The initialization and termination phases are opaque to the Python models – the models do not receive any notifications during those phases.
Persisting Values Over Records
For Python Script models, Score Data Processing Step imports the user script containing the scoring function as a module. To persist values over the span of processing of several input records, store them in the module's namespace.

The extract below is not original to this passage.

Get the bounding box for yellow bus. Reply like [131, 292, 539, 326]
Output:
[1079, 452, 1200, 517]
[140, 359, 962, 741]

The following Python script model example maintains
a cumulative sum and count of the input data in a module-scoped
dictionary values_to_persist
(using keys cumulative_sum
and cumulative_count
).
The dictionary values_to_persist
is initialized when the Python script is loaded
as a module; the key-value pairs of that dictionary can be accessed and updated
during subsequent calls to the scoring function.
## a running count and a running sum are
## saved in a dictionary in the module-scope
## to persist the values across several records
import numpy as np
from typing import Iterable
from typing import Tuple
# initialized once when the model loads
# ----
C_SUM = "cumulative_sum"
C_COUNT = "cumulative_count"
C_ID = "ID"
values_to_persist = {
C_SUM: 0.0,
C_COUNT: 0
}
SCORE_COLS = [C_SUM, C_COUNT, C_ID]
DUMMY_ID = -1
# ----
# the scoring function is called for every record
def score(data: np.ndarray, column_names: Iterable[str]) -> Tuple[np.ndarray, Iterable[str]]:
values_to_persist[C_SUM] += sum(data[:, 0])
values_to_persist[C_COUNT] += len(data[:, 0])
scores = np.array([[values_to_persist[C_SUM], values_to_persist[C_COUNT], DUMMY_ID]])
return scores, SCORE_COLS
Python Interpreter Used
See the Platforms page for information on the version of Python used to load and score run Python models.